La Commission Fédérale du Commerce aux Etats-Unis (FTC) a débuté hier une enquête sur les liens entre les conseils d'administration de Google et Apple qui sont soupçonnés d'avoir violé la loi Antitrust.
Selon le New York Times, une enquête vient d'être ouverte par la Commission Fédérale du Commerce américaine (ou Federal Trade Commission / FTC) sur les liens étroits qui unissent Google et Apple au travers de leurs conseils d'administration.
Les deux sociétés désormais concurrentes sur les marchés des systèmes d'exploitation et des téléphones portables sont soupçonnés d'avoir violé la loi Antitrust qui interdit à deux sociétés concurrentes d'avoir des membres de leurs conseils d'administration en commun.

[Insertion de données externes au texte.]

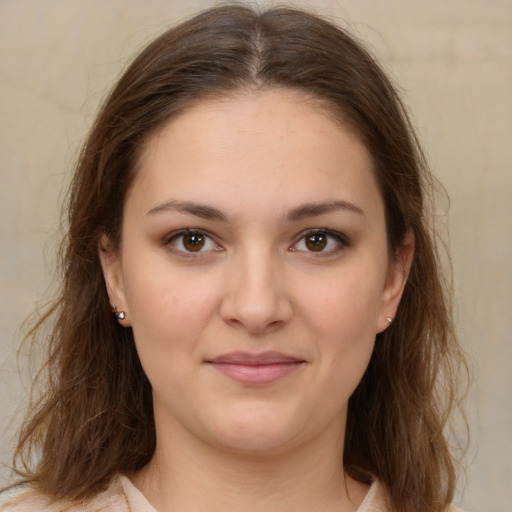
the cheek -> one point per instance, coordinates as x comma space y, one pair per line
169, 310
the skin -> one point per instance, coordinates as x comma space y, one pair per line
256, 284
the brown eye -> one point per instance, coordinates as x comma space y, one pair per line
324, 242
194, 242
316, 242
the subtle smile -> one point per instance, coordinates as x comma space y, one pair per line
255, 369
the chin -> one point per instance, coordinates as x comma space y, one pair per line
260, 432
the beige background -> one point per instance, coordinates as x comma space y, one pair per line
453, 61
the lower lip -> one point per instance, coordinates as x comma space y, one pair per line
256, 374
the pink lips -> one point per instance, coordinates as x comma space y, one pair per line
250, 368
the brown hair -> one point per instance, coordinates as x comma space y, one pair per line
95, 418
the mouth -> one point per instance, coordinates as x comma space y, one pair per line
256, 369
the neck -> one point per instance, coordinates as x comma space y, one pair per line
190, 476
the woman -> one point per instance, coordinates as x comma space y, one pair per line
252, 206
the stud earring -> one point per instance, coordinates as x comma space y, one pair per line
120, 315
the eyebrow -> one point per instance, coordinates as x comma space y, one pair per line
198, 209
317, 209
211, 213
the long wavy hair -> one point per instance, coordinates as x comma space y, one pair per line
94, 418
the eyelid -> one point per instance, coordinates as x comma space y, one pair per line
167, 241
342, 241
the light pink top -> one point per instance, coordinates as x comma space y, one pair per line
123, 496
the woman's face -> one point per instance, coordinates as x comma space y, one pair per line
254, 271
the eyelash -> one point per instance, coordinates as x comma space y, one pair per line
340, 239
182, 233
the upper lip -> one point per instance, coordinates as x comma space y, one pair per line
255, 359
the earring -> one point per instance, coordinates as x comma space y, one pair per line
120, 315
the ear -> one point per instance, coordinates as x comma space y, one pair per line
396, 278
112, 272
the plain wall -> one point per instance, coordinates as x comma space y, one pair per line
453, 62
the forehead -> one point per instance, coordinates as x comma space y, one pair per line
279, 147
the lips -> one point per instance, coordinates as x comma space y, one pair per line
256, 369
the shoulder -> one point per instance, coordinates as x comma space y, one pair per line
375, 500
29, 499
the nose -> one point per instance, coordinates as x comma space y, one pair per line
255, 297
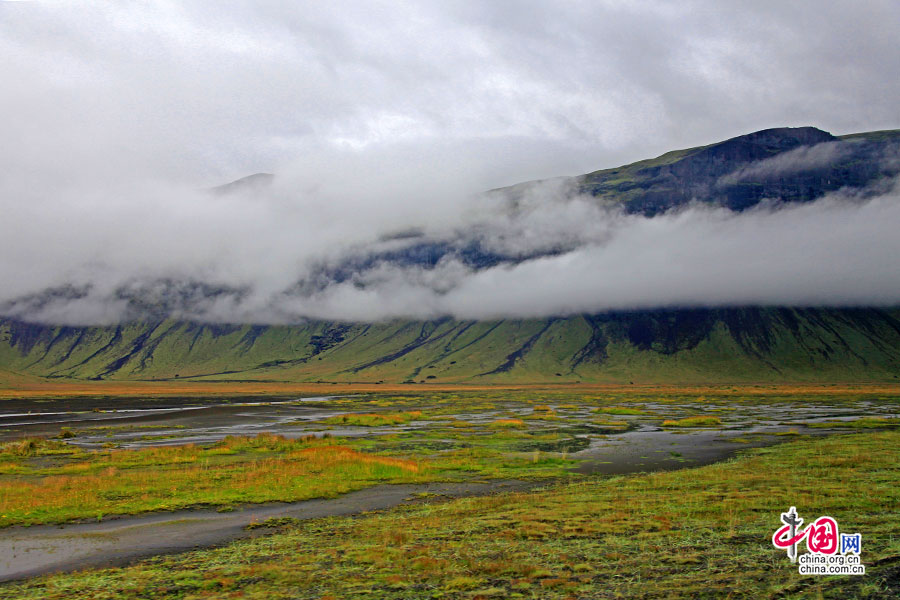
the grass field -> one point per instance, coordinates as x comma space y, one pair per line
700, 532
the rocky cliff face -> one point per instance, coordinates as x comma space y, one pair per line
750, 344
788, 164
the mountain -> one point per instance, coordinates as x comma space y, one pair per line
789, 165
745, 344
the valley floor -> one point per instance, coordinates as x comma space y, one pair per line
632, 506
701, 532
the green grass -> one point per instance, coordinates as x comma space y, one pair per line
701, 532
864, 423
373, 419
698, 421
80, 484
621, 410
459, 351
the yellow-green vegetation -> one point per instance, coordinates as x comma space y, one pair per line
684, 534
373, 419
507, 423
698, 421
260, 469
71, 483
621, 410
864, 423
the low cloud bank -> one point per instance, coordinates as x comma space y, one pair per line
305, 248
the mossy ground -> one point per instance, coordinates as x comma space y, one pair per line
701, 532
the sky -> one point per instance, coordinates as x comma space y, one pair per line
382, 116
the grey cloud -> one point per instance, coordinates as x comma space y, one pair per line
804, 158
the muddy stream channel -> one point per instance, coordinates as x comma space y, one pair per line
641, 446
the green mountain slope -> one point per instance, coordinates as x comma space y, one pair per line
749, 344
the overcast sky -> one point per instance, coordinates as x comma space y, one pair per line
379, 116
206, 92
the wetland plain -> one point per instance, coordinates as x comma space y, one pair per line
102, 482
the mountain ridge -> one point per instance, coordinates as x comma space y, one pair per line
666, 345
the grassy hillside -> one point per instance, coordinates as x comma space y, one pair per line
642, 347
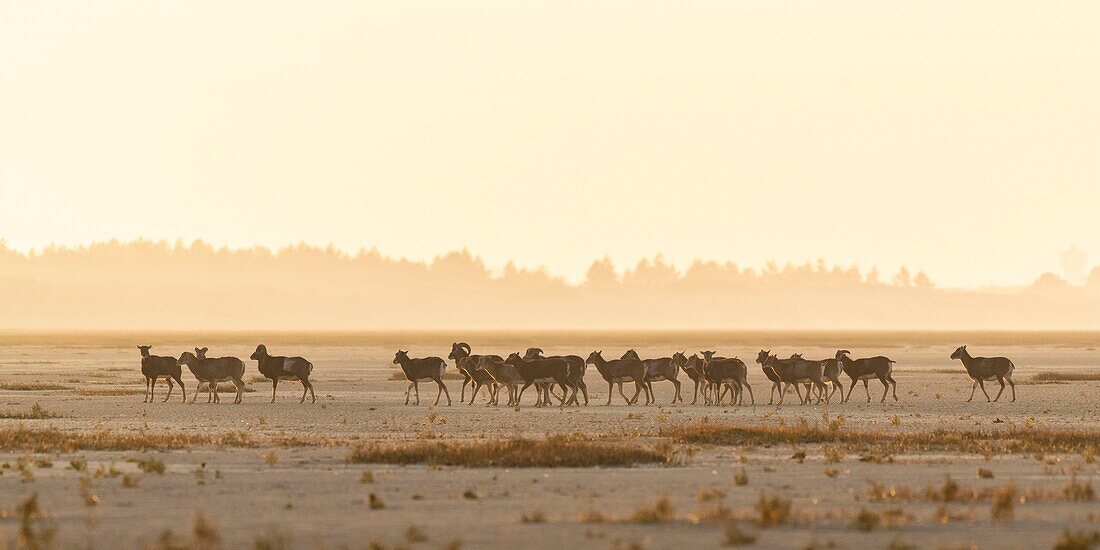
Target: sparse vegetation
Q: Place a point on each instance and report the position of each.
(108, 392)
(53, 440)
(1078, 492)
(518, 452)
(35, 530)
(772, 510)
(1059, 376)
(592, 516)
(415, 535)
(1004, 501)
(204, 534)
(1077, 540)
(36, 413)
(741, 477)
(660, 510)
(866, 520)
(149, 464)
(31, 386)
(532, 517)
(736, 537)
(1008, 440)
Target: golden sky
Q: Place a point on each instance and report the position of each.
(957, 138)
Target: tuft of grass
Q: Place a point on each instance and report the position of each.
(204, 534)
(532, 517)
(866, 520)
(706, 495)
(1003, 499)
(1056, 376)
(36, 413)
(150, 465)
(898, 543)
(415, 535)
(1077, 540)
(34, 529)
(772, 512)
(53, 440)
(1078, 492)
(30, 386)
(109, 392)
(736, 537)
(741, 477)
(274, 541)
(660, 510)
(592, 516)
(1005, 440)
(518, 452)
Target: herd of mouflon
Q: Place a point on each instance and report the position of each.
(715, 377)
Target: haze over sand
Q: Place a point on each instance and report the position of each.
(149, 286)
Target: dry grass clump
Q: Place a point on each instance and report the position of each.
(532, 517)
(1004, 501)
(35, 530)
(150, 465)
(1078, 492)
(36, 413)
(21, 439)
(415, 534)
(660, 510)
(1056, 376)
(1007, 440)
(592, 516)
(773, 510)
(112, 392)
(866, 520)
(736, 537)
(1077, 540)
(741, 477)
(518, 452)
(30, 386)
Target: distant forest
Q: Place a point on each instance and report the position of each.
(158, 285)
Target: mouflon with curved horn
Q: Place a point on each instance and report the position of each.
(422, 370)
(210, 371)
(275, 367)
(982, 370)
(466, 363)
(158, 366)
(620, 370)
(879, 366)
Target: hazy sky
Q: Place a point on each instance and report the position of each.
(957, 138)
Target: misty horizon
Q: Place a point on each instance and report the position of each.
(162, 286)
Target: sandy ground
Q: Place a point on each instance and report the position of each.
(310, 496)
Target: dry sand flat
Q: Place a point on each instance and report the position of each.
(283, 473)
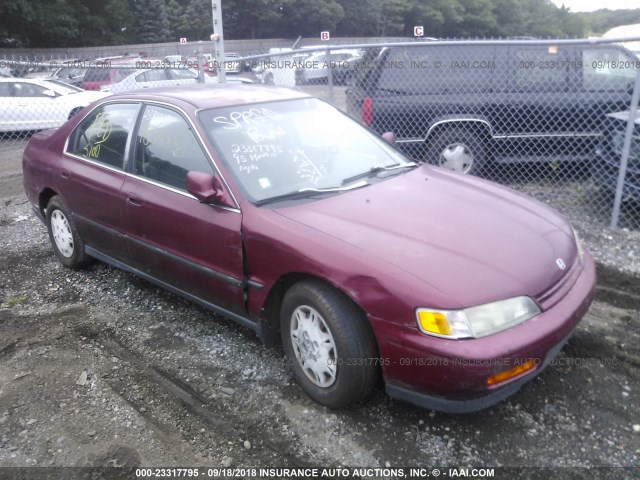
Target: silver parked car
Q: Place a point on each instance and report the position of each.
(30, 104)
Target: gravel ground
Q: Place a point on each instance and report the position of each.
(99, 368)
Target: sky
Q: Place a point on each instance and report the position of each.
(590, 5)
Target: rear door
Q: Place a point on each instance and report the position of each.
(171, 236)
(92, 174)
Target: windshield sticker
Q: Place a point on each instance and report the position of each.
(247, 156)
(265, 132)
(103, 131)
(254, 116)
(307, 169)
(264, 182)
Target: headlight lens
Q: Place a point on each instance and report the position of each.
(477, 321)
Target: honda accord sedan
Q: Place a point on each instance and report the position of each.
(274, 209)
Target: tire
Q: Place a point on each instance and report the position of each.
(461, 150)
(73, 112)
(335, 366)
(66, 241)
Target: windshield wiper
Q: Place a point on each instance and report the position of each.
(308, 192)
(378, 169)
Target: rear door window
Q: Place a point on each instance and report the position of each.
(166, 148)
(104, 135)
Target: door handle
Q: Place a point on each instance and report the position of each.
(133, 199)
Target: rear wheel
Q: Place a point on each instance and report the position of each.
(64, 236)
(329, 343)
(461, 150)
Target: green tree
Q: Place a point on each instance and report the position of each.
(252, 18)
(152, 24)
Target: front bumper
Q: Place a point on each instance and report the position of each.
(451, 375)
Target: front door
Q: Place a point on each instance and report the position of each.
(171, 236)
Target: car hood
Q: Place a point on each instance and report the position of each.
(85, 97)
(474, 241)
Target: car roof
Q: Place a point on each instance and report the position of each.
(36, 81)
(214, 96)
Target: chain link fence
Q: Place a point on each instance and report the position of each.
(555, 118)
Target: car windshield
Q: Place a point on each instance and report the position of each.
(288, 147)
(61, 87)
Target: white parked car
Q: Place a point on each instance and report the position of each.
(30, 104)
(153, 77)
(161, 77)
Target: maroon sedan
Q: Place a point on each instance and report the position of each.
(276, 210)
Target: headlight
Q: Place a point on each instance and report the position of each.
(578, 243)
(477, 321)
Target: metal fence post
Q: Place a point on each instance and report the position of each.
(626, 148)
(218, 39)
(201, 61)
(329, 75)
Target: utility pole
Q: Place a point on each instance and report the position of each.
(218, 39)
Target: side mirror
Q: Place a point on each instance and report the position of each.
(389, 137)
(207, 188)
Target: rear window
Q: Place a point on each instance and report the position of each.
(97, 75)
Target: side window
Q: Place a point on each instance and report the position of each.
(102, 136)
(540, 69)
(28, 90)
(166, 148)
(608, 69)
(155, 75)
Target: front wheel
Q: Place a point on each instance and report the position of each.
(329, 343)
(458, 149)
(64, 236)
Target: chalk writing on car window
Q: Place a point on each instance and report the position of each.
(247, 118)
(103, 128)
(307, 169)
(248, 156)
(161, 140)
(270, 132)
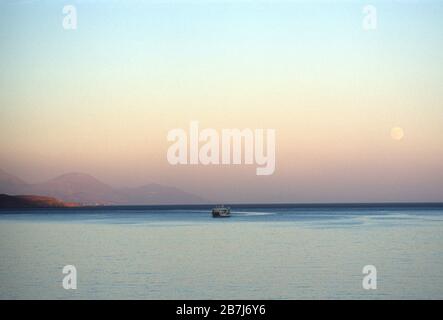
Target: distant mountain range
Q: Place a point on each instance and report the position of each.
(7, 201)
(85, 189)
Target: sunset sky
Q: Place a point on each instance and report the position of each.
(101, 99)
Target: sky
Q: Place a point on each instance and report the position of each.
(101, 98)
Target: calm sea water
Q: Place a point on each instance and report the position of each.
(261, 252)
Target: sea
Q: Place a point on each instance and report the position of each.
(283, 251)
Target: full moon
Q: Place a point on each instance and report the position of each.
(397, 133)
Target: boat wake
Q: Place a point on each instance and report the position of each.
(252, 213)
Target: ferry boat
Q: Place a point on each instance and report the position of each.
(221, 212)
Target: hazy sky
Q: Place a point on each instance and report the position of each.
(101, 99)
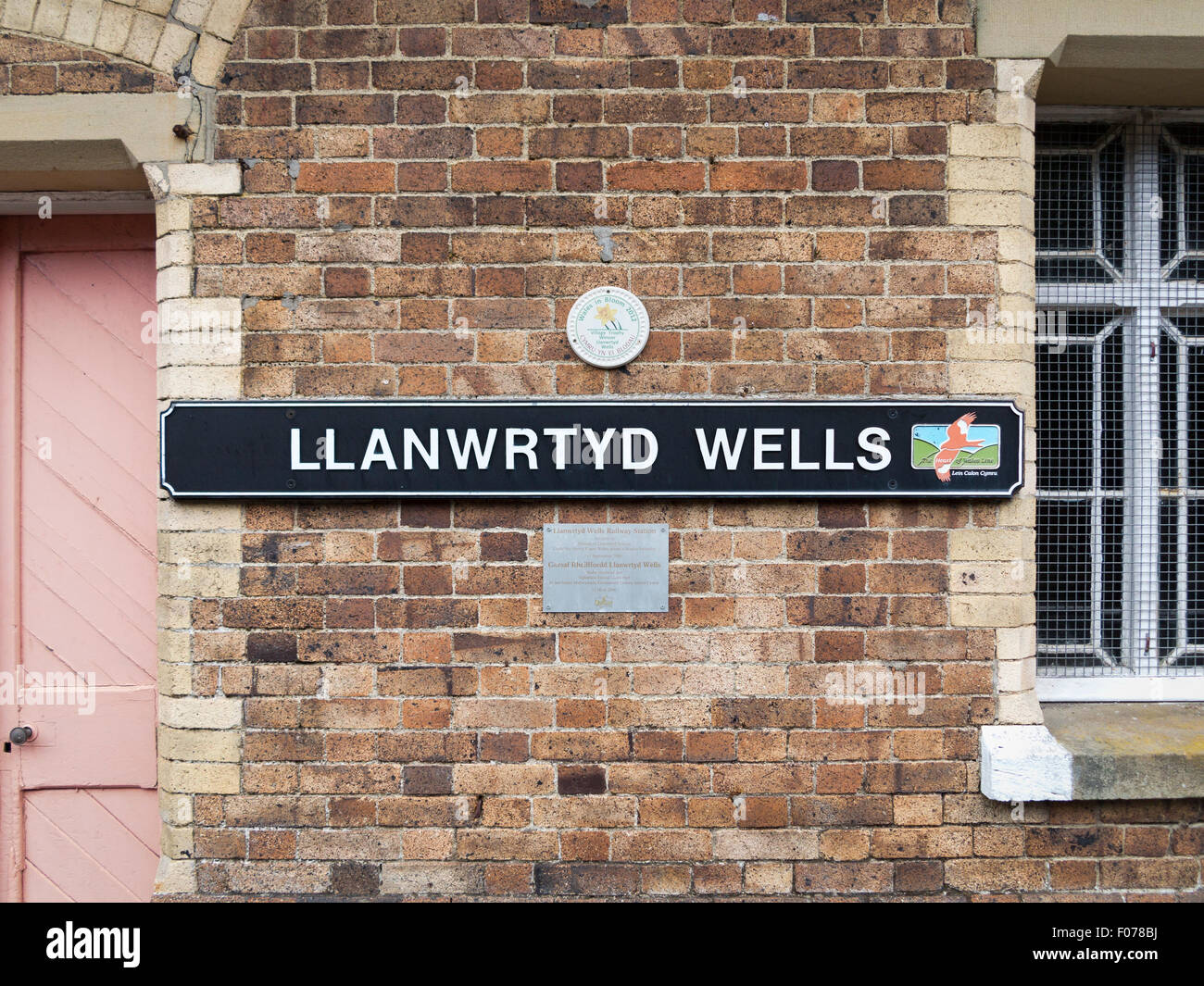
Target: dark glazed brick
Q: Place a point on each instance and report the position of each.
(835, 11)
(578, 15)
(272, 648)
(356, 879)
(581, 780)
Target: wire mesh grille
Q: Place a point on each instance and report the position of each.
(1120, 366)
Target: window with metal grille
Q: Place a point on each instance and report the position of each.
(1120, 406)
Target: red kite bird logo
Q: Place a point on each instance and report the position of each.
(956, 438)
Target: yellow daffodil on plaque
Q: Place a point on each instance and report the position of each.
(608, 327)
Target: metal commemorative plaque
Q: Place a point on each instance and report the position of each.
(608, 327)
(591, 448)
(606, 568)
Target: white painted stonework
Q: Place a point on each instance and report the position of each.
(1024, 764)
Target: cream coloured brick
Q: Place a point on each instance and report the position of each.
(1006, 380)
(206, 352)
(175, 516)
(1015, 643)
(217, 179)
(199, 331)
(1020, 76)
(199, 778)
(172, 613)
(173, 248)
(176, 842)
(144, 39)
(175, 809)
(175, 877)
(1019, 708)
(173, 44)
(1018, 279)
(769, 878)
(433, 878)
(157, 177)
(175, 678)
(770, 844)
(192, 12)
(201, 713)
(52, 19)
(209, 59)
(991, 342)
(987, 140)
(1018, 244)
(990, 175)
(181, 578)
(1018, 111)
(173, 281)
(991, 610)
(1016, 576)
(1018, 676)
(1022, 509)
(176, 646)
(991, 544)
(172, 215)
(113, 28)
(199, 745)
(345, 247)
(181, 383)
(987, 208)
(201, 547)
(225, 17)
(19, 15)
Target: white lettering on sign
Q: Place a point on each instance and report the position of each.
(767, 445)
(633, 448)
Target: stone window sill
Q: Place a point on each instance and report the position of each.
(1098, 752)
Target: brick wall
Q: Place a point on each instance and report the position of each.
(370, 701)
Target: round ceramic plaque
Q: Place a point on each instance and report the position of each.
(608, 327)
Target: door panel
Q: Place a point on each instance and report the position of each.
(81, 508)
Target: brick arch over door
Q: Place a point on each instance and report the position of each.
(191, 32)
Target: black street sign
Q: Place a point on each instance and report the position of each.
(582, 448)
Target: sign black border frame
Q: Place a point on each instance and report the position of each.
(484, 402)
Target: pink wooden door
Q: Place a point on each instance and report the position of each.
(79, 814)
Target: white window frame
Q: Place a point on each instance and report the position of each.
(1142, 399)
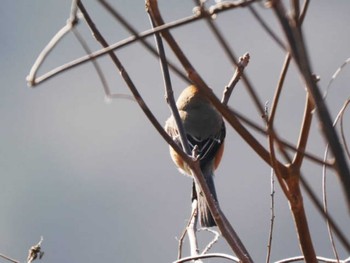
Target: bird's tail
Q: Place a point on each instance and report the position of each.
(205, 217)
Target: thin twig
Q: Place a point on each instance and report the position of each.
(242, 64)
(169, 94)
(298, 52)
(8, 258)
(320, 259)
(211, 255)
(230, 54)
(324, 191)
(212, 242)
(71, 22)
(225, 227)
(192, 230)
(99, 72)
(134, 90)
(272, 219)
(193, 214)
(335, 75)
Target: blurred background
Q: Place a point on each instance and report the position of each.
(95, 178)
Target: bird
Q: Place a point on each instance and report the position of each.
(205, 129)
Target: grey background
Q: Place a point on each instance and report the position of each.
(95, 178)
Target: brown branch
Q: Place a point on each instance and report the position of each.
(304, 133)
(225, 227)
(230, 54)
(132, 87)
(8, 258)
(242, 64)
(298, 52)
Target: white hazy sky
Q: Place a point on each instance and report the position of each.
(95, 179)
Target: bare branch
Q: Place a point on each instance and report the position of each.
(211, 255)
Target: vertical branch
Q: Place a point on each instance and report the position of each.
(298, 51)
(225, 227)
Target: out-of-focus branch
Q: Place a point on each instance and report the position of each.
(211, 255)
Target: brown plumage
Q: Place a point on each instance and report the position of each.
(204, 127)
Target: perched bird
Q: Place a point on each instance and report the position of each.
(204, 128)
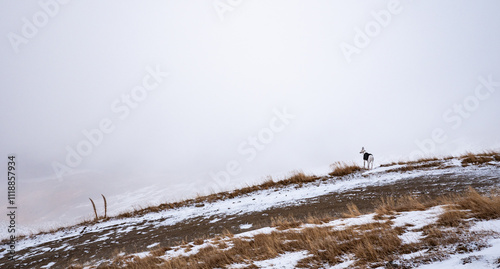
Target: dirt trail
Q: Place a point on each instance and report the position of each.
(87, 247)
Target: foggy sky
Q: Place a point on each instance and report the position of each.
(254, 88)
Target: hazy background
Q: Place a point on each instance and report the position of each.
(228, 74)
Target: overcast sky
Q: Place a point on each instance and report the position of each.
(187, 97)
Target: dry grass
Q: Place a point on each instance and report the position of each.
(352, 211)
(371, 245)
(342, 169)
(481, 206)
(470, 158)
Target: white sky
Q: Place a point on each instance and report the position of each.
(226, 79)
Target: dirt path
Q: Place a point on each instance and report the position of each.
(104, 244)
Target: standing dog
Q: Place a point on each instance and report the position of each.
(367, 157)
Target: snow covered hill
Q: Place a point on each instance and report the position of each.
(234, 227)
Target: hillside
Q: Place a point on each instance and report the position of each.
(399, 215)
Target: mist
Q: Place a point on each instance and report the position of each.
(157, 101)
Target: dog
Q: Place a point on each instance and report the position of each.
(367, 157)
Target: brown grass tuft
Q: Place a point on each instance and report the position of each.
(479, 158)
(342, 169)
(481, 206)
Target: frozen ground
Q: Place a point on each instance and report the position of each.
(151, 228)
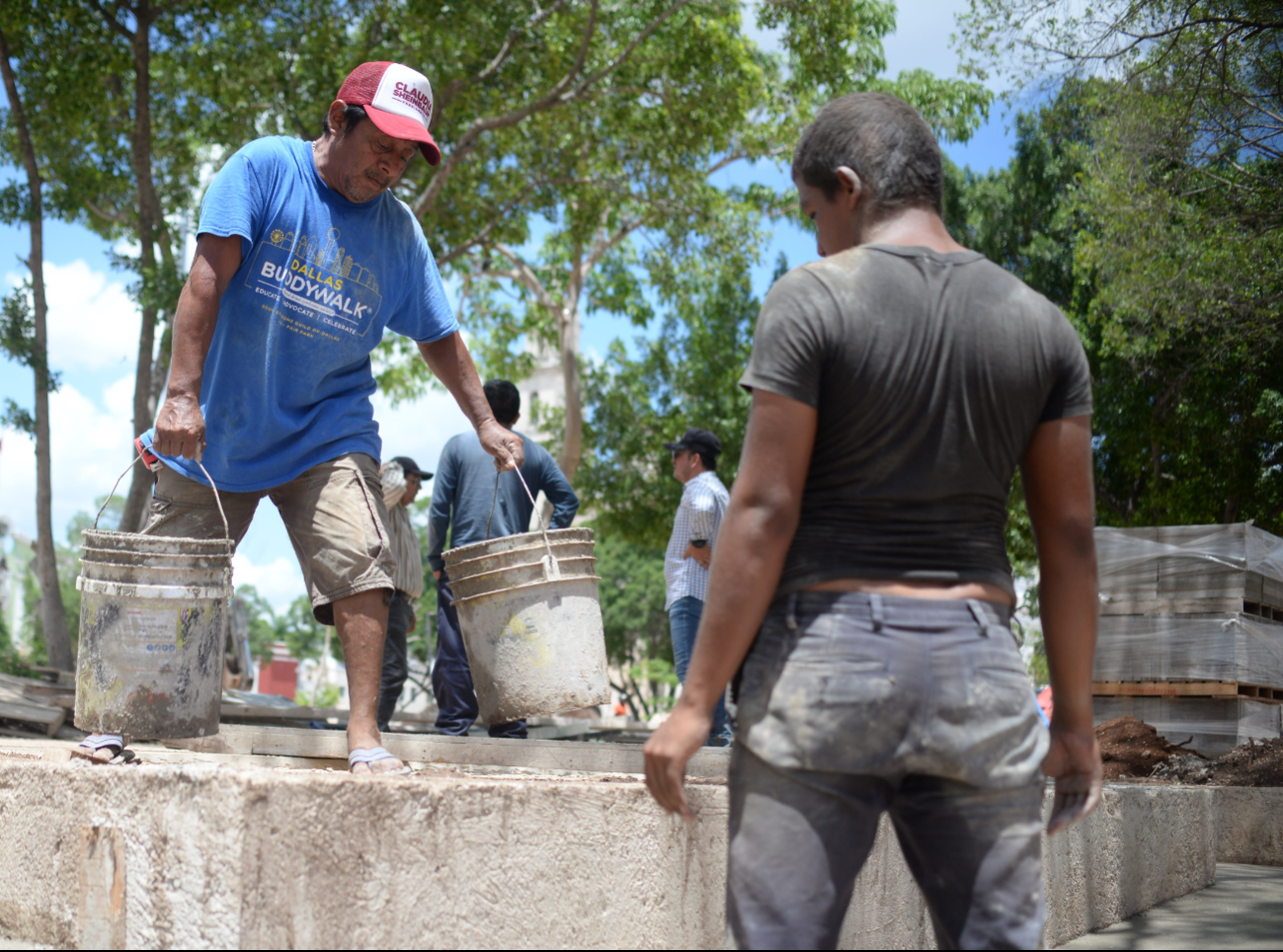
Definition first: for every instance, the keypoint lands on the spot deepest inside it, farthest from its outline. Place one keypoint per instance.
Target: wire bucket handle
(227, 531)
(550, 569)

Dommage pour Google et Apple car leurs conseils d'administration comptent deux membres en commun, le PDG de Google Eric Schmidt qui a rejoint le conseil de direction d'Apple en 2006 et Arthur Levinson, président de Genentech.
A noter aussi que Bill Campbell et Al Gore qui sont au conseil d'administration d'Apple travaillent comme consultants pour Google
Au cours de ces dernières années, les deux firmes avaient signé plusieurs partenariats notamment concernant les outils de Google qui se trouvent dans les logiciels d'Apple et bien entendu sur le iPhone.
De plus, il faut savoir que Google aurait accepté de ne pas intégrer le multitouch sur Android suite à la demande d'Apple qui aurait fait passé ce téléphone par une validation de son service juridique.
Il semblerait que les deux sociétés s'entraident de manière très cordiale, que ça soit avec les technologies fournies par Google (moteur de recherche sur Safari, YouTube, Maps, etc.) ou par le biais du moteur open source Webkit qui anime le navigateur web des deux sociétés et qui bénéficient des connaissances d'Apple.
Cette loi même si elle est rarement appliquée aux Etats-Unis comme on a pu le voir dans l'affaire de Microsoft risque de ne pas laisser Google et Apple indifférents.
Pour rappel, Microsoft n'avait pas eu de lourdes sanctions à l'époque du mandat de Bush. Simple coïncidence ou conséquence directe de l'investissement fait par Microsoft lors de la campagne présidentielle de George W. Bush ?
Le gouvernement d'Obama ne tient pas à être mis en doute à cause du financement de Google au cours de la campagne présidentielle et laissera la FTC décider de la sanction la plus appropriée sans interférer.